So what we got was Reagan and Meese. The first thing they did is they got PATCO, the air controllers. Now, these people are so educated and are so white-collar that they were the tip of the top layer of the labor aristocracy. They come out of the service, they're at the top. And so these guys decided their work was impossible—which everybody knows it is—and they needed more money and they needed better working conditions. So they went on strike.

Now, the money demands were irrelevant. There are not that many of these guys. Any other administration would simply pay them off. But rather than pay them off, Reagan fired them all, got two union leaders, put leg irons on them and paraded them across the country, making sure there were lots of photographs. And if he can do this, and does want to do this, and is so proud of doing this to those guys, what the hell is he going to do to the rest of us? That was the message.

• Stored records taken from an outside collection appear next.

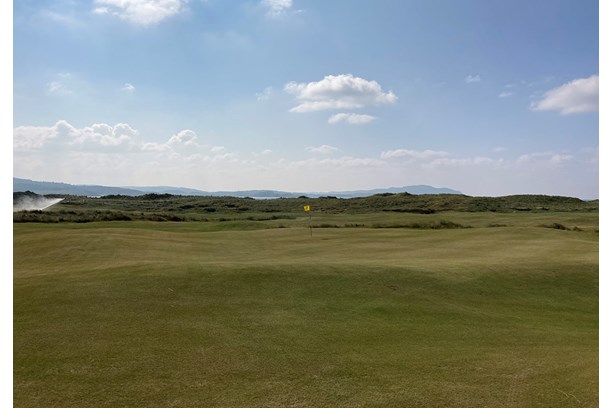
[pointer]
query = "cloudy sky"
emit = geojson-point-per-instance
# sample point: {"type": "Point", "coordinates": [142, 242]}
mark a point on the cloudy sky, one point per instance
{"type": "Point", "coordinates": [488, 97]}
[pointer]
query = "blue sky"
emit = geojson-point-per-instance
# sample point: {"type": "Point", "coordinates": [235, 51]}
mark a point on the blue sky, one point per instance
{"type": "Point", "coordinates": [487, 97]}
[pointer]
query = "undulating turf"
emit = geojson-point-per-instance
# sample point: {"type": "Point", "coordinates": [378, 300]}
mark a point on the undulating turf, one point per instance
{"type": "Point", "coordinates": [185, 315]}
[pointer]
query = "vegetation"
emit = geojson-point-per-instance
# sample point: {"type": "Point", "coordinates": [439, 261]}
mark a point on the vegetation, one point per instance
{"type": "Point", "coordinates": [244, 308]}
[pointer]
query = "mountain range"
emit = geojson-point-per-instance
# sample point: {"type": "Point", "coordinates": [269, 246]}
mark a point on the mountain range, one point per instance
{"type": "Point", "coordinates": [46, 187]}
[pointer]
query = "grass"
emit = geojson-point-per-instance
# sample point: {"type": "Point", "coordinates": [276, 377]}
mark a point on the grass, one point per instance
{"type": "Point", "coordinates": [242, 313]}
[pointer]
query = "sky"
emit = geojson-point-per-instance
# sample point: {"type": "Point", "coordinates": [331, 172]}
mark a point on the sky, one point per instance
{"type": "Point", "coordinates": [487, 97]}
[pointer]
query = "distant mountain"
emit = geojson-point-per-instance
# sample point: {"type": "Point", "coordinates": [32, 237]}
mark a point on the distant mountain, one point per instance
{"type": "Point", "coordinates": [45, 187]}
{"type": "Point", "coordinates": [420, 189]}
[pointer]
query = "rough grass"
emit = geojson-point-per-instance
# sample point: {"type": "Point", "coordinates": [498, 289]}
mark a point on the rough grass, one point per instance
{"type": "Point", "coordinates": [175, 314]}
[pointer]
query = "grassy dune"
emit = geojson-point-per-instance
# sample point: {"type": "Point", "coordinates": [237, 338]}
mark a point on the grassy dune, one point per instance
{"type": "Point", "coordinates": [242, 313]}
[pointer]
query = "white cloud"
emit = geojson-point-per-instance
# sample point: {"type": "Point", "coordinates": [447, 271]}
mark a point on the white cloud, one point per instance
{"type": "Point", "coordinates": [578, 96]}
{"type": "Point", "coordinates": [545, 158]}
{"type": "Point", "coordinates": [102, 135]}
{"type": "Point", "coordinates": [352, 118]}
{"type": "Point", "coordinates": [33, 137]}
{"type": "Point", "coordinates": [277, 8]}
{"type": "Point", "coordinates": [141, 12]}
{"type": "Point", "coordinates": [265, 94]}
{"type": "Point", "coordinates": [57, 88]}
{"type": "Point", "coordinates": [128, 88]}
{"type": "Point", "coordinates": [472, 78]}
{"type": "Point", "coordinates": [412, 154]}
{"type": "Point", "coordinates": [338, 92]}
{"type": "Point", "coordinates": [323, 149]}
{"type": "Point", "coordinates": [463, 162]}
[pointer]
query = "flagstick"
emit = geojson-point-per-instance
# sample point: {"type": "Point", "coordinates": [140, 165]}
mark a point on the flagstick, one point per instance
{"type": "Point", "coordinates": [309, 225]}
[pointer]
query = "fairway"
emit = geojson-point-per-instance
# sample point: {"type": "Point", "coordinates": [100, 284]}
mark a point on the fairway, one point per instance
{"type": "Point", "coordinates": [261, 314]}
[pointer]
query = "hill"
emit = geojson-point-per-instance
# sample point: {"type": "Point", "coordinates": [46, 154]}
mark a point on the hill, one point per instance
{"type": "Point", "coordinates": [45, 187]}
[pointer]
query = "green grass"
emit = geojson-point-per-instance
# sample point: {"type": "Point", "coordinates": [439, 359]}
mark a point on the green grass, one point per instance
{"type": "Point", "coordinates": [210, 314]}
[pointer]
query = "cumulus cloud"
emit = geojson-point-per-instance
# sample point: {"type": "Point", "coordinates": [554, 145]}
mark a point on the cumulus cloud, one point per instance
{"type": "Point", "coordinates": [548, 158]}
{"type": "Point", "coordinates": [472, 78]}
{"type": "Point", "coordinates": [352, 118]}
{"type": "Point", "coordinates": [323, 149]}
{"type": "Point", "coordinates": [265, 94]}
{"type": "Point", "coordinates": [277, 8]}
{"type": "Point", "coordinates": [186, 137]}
{"type": "Point", "coordinates": [102, 135]}
{"type": "Point", "coordinates": [33, 137]}
{"type": "Point", "coordinates": [99, 135]}
{"type": "Point", "coordinates": [578, 96]}
{"type": "Point", "coordinates": [412, 154]}
{"type": "Point", "coordinates": [57, 88]}
{"type": "Point", "coordinates": [128, 88]}
{"type": "Point", "coordinates": [140, 12]}
{"type": "Point", "coordinates": [338, 92]}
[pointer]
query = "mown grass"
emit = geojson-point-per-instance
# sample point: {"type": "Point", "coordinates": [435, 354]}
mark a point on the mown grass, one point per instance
{"type": "Point", "coordinates": [178, 314]}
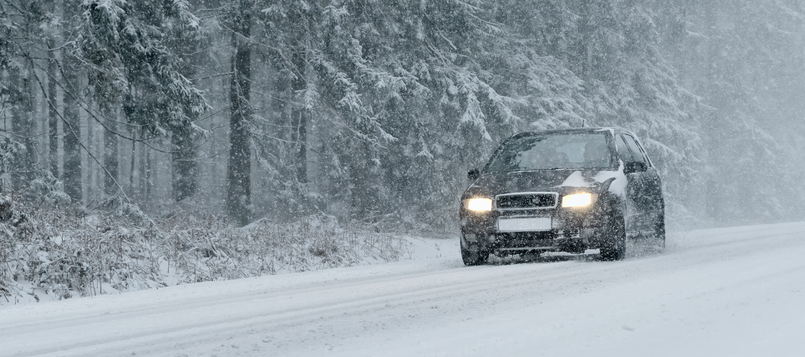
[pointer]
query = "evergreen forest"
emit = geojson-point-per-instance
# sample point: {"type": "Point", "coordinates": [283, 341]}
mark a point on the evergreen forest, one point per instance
{"type": "Point", "coordinates": [370, 112]}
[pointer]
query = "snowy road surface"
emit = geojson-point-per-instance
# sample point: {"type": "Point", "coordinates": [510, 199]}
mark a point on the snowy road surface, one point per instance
{"type": "Point", "coordinates": [723, 292]}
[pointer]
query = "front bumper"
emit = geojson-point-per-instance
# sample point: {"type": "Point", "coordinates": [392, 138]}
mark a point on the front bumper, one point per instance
{"type": "Point", "coordinates": [571, 230]}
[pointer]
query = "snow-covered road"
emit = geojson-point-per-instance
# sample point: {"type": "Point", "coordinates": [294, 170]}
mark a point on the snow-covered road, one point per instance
{"type": "Point", "coordinates": [722, 292]}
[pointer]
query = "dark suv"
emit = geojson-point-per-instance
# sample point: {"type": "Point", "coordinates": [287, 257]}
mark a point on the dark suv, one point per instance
{"type": "Point", "coordinates": [562, 190]}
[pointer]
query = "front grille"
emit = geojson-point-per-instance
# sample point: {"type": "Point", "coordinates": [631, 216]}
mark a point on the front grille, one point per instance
{"type": "Point", "coordinates": [523, 201]}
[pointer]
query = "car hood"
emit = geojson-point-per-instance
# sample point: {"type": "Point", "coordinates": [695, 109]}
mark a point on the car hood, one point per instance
{"type": "Point", "coordinates": [561, 181]}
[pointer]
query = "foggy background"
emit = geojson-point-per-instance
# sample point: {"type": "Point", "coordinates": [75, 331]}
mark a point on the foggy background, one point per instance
{"type": "Point", "coordinates": [373, 111]}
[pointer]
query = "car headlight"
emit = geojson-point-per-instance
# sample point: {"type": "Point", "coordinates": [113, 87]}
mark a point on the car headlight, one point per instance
{"type": "Point", "coordinates": [577, 200]}
{"type": "Point", "coordinates": [479, 204]}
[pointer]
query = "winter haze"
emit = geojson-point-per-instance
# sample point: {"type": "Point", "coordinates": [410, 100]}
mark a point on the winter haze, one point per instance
{"type": "Point", "coordinates": [148, 145]}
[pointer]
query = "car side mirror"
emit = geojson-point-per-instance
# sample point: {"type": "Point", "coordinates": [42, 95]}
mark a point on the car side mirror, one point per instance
{"type": "Point", "coordinates": [634, 166]}
{"type": "Point", "coordinates": [473, 174]}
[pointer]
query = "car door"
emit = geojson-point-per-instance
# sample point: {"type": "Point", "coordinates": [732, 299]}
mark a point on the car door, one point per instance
{"type": "Point", "coordinates": [652, 188]}
{"type": "Point", "coordinates": [635, 214]}
{"type": "Point", "coordinates": [644, 189]}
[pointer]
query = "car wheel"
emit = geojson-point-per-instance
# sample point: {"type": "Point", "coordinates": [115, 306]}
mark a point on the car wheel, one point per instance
{"type": "Point", "coordinates": [659, 232]}
{"type": "Point", "coordinates": [614, 245]}
{"type": "Point", "coordinates": [473, 255]}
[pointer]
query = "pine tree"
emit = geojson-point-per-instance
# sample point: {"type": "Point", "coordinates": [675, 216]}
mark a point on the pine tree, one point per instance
{"type": "Point", "coordinates": [239, 170]}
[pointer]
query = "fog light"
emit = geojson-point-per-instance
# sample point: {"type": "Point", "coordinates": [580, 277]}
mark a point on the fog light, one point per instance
{"type": "Point", "coordinates": [577, 200]}
{"type": "Point", "coordinates": [479, 204]}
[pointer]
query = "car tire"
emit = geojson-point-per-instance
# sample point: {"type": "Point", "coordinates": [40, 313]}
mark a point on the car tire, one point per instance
{"type": "Point", "coordinates": [614, 245]}
{"type": "Point", "coordinates": [659, 232]}
{"type": "Point", "coordinates": [475, 256]}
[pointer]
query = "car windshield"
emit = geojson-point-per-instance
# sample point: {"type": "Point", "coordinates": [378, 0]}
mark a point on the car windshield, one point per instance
{"type": "Point", "coordinates": [554, 151]}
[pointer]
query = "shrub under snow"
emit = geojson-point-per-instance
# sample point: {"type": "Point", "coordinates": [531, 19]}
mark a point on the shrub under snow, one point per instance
{"type": "Point", "coordinates": [61, 253]}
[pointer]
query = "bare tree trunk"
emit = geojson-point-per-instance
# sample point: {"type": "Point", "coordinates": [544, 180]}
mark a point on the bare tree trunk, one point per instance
{"type": "Point", "coordinates": [239, 169]}
{"type": "Point", "coordinates": [21, 125]}
{"type": "Point", "coordinates": [53, 116]}
{"type": "Point", "coordinates": [110, 150]}
{"type": "Point", "coordinates": [72, 119]}
{"type": "Point", "coordinates": [185, 167]}
{"type": "Point", "coordinates": [300, 112]}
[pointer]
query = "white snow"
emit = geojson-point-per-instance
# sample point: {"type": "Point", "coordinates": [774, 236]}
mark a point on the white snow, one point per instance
{"type": "Point", "coordinates": [721, 292]}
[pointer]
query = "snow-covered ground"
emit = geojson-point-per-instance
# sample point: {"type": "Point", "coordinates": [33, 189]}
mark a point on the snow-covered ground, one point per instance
{"type": "Point", "coordinates": [721, 292]}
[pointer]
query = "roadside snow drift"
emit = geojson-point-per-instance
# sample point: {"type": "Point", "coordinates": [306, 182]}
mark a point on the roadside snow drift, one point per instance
{"type": "Point", "coordinates": [722, 292]}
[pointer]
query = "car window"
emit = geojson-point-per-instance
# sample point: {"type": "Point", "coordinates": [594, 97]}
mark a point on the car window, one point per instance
{"type": "Point", "coordinates": [553, 151]}
{"type": "Point", "coordinates": [637, 154]}
{"type": "Point", "coordinates": [623, 150]}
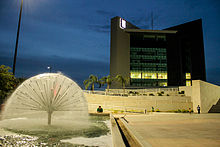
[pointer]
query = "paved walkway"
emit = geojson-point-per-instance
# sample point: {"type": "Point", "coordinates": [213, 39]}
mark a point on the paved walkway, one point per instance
{"type": "Point", "coordinates": [177, 129]}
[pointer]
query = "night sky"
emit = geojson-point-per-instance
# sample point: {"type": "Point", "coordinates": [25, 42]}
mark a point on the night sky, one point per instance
{"type": "Point", "coordinates": [73, 37]}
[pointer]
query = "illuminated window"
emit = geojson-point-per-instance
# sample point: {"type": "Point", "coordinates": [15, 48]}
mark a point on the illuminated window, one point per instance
{"type": "Point", "coordinates": [188, 82]}
{"type": "Point", "coordinates": [122, 23]}
{"type": "Point", "coordinates": [149, 75]}
{"type": "Point", "coordinates": [162, 75]}
{"type": "Point", "coordinates": [135, 75]}
{"type": "Point", "coordinates": [188, 75]}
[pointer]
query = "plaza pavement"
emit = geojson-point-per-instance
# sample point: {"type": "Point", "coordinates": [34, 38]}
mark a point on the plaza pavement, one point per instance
{"type": "Point", "coordinates": [175, 129]}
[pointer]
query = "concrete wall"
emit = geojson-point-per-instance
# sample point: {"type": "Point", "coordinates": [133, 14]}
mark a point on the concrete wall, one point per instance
{"type": "Point", "coordinates": [205, 95]}
{"type": "Point", "coordinates": [137, 103]}
{"type": "Point", "coordinates": [187, 89]}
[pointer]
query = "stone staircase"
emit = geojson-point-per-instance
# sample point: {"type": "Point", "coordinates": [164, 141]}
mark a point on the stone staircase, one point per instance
{"type": "Point", "coordinates": [215, 108]}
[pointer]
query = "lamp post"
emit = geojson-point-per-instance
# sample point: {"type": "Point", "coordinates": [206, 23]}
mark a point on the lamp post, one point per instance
{"type": "Point", "coordinates": [18, 31]}
{"type": "Point", "coordinates": [49, 68]}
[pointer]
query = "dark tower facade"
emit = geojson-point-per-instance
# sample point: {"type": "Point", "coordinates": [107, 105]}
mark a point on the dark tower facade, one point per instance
{"type": "Point", "coordinates": [154, 58]}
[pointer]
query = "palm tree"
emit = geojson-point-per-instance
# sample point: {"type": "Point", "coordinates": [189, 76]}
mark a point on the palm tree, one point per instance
{"type": "Point", "coordinates": [106, 80]}
{"type": "Point", "coordinates": [122, 80]}
{"type": "Point", "coordinates": [90, 81]}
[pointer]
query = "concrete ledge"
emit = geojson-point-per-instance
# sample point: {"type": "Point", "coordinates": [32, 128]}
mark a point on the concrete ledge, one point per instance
{"type": "Point", "coordinates": [117, 140]}
{"type": "Point", "coordinates": [135, 135]}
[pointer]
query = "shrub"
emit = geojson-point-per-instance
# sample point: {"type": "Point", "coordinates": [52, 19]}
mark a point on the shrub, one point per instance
{"type": "Point", "coordinates": [157, 110]}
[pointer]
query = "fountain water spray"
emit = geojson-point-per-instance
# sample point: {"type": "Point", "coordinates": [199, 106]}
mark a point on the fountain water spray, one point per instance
{"type": "Point", "coordinates": [50, 93]}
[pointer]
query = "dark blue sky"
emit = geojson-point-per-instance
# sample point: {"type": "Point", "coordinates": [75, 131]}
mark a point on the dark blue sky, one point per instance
{"type": "Point", "coordinates": [74, 36]}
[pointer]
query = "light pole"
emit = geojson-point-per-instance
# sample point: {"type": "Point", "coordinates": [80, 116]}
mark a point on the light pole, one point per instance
{"type": "Point", "coordinates": [18, 31]}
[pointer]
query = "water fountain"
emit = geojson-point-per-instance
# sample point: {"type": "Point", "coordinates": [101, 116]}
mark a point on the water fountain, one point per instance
{"type": "Point", "coordinates": [49, 105]}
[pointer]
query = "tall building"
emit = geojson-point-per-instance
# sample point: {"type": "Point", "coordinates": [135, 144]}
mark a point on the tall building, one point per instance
{"type": "Point", "coordinates": [153, 58]}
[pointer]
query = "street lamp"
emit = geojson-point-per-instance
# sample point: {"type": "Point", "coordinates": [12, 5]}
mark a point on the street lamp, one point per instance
{"type": "Point", "coordinates": [49, 68]}
{"type": "Point", "coordinates": [18, 31]}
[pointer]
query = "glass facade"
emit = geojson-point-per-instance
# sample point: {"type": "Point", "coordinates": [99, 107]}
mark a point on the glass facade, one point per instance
{"type": "Point", "coordinates": [148, 66]}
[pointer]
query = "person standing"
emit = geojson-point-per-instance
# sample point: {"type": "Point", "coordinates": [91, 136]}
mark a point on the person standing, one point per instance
{"type": "Point", "coordinates": [99, 109]}
{"type": "Point", "coordinates": [198, 109]}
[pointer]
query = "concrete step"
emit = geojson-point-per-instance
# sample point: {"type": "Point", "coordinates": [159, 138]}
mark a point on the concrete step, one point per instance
{"type": "Point", "coordinates": [215, 109]}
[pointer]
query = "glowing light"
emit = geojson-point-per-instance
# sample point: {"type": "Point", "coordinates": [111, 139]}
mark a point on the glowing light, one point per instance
{"type": "Point", "coordinates": [122, 23]}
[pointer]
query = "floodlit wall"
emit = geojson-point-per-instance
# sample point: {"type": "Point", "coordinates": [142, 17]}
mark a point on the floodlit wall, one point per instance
{"type": "Point", "coordinates": [205, 95]}
{"type": "Point", "coordinates": [137, 103]}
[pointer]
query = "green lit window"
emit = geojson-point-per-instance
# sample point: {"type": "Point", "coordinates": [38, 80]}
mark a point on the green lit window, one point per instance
{"type": "Point", "coordinates": [135, 75]}
{"type": "Point", "coordinates": [188, 75]}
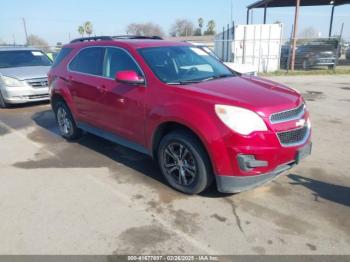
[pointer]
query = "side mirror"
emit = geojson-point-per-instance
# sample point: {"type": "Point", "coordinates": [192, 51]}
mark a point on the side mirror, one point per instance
{"type": "Point", "coordinates": [129, 77]}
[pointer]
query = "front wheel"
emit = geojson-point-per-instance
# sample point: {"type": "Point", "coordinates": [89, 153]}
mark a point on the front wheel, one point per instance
{"type": "Point", "coordinates": [184, 162]}
{"type": "Point", "coordinates": [65, 121]}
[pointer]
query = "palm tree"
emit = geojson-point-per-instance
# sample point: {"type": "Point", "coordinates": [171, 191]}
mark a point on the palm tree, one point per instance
{"type": "Point", "coordinates": [81, 30]}
{"type": "Point", "coordinates": [88, 28]}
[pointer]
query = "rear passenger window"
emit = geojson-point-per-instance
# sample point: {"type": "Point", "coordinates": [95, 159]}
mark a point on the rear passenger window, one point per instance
{"type": "Point", "coordinates": [119, 60]}
{"type": "Point", "coordinates": [61, 55]}
{"type": "Point", "coordinates": [89, 61]}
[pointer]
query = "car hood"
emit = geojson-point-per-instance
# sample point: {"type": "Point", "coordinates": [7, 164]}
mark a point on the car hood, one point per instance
{"type": "Point", "coordinates": [27, 72]}
{"type": "Point", "coordinates": [254, 93]}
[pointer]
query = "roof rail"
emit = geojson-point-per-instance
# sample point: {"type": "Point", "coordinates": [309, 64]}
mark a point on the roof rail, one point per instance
{"type": "Point", "coordinates": [93, 38]}
{"type": "Point", "coordinates": [137, 37]}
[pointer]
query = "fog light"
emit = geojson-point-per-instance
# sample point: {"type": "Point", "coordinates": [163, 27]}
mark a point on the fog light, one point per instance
{"type": "Point", "coordinates": [248, 162]}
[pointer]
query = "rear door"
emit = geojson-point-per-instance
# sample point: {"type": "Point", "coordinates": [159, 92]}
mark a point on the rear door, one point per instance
{"type": "Point", "coordinates": [85, 72]}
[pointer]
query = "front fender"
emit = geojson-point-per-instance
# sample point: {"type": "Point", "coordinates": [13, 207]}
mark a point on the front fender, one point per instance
{"type": "Point", "coordinates": [202, 121]}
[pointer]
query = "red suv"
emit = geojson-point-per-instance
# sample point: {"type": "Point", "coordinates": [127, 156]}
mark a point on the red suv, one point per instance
{"type": "Point", "coordinates": [179, 105]}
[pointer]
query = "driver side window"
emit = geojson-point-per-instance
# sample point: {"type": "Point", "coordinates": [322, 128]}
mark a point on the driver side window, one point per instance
{"type": "Point", "coordinates": [117, 60]}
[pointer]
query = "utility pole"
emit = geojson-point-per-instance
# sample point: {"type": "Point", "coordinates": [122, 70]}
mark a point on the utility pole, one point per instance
{"type": "Point", "coordinates": [25, 29]}
{"type": "Point", "coordinates": [296, 17]}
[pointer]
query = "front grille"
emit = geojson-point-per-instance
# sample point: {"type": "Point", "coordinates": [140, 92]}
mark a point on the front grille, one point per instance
{"type": "Point", "coordinates": [293, 137]}
{"type": "Point", "coordinates": [38, 82]}
{"type": "Point", "coordinates": [288, 115]}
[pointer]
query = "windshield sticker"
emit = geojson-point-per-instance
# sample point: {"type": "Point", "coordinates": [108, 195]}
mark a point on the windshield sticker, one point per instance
{"type": "Point", "coordinates": [37, 53]}
{"type": "Point", "coordinates": [199, 51]}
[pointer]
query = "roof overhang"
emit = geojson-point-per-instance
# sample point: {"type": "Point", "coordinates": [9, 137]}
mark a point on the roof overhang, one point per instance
{"type": "Point", "coordinates": [291, 3]}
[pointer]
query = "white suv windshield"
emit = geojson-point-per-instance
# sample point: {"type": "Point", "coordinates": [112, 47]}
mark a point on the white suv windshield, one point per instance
{"type": "Point", "coordinates": [183, 64]}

Then there was the MOVE bombing, just total fire-bombing, genocide of blacks, children, simply because MOVE didn't fit in, simply because they were different. They were no threat to anybody, everybody knows that. It was genocide, straightforward. State-enforced social reaction targeting everybody they suspect of not being in sympathy with a white, Christian fundamentalist, English-speaking America where deviants will not be tolerated.

Now, Rambo. This is Reagan's hero, this is the Reagan administration's movie. What is Rambo? First of all the guy's kind of short, second of all he was a draft dodger, third of all he's an ex-porn star. And this is the guy that kills 5,000 Vietnamese in 45 minutes? It's incredible, nobody believes it, it's just a simple lie. It has no power at all. And the viciousness of this enforced reaction with Reagan is because nobody believes. So the only way forward for Reagan is terror against the American population.

Reagan's Soldiers:
Religion in the Service of Reaction


Now, I want to talk for a few minutes about the nature of Reagan's soldiers, the cutting edge of Reaganism in terms of the active domestic policy, and that's the religious right, the Moral Majority, whatever you want to call them. These people have always been around. First of all, these people are not the Jehovah's Witnesses, who are very sincere in their religious beliefs and suffer for it. These people are not the Amish in Pennsylvania. These people are not particularly religious. I'm not saying that they're enlightened or advanced. What they are demagogues, and they use religion.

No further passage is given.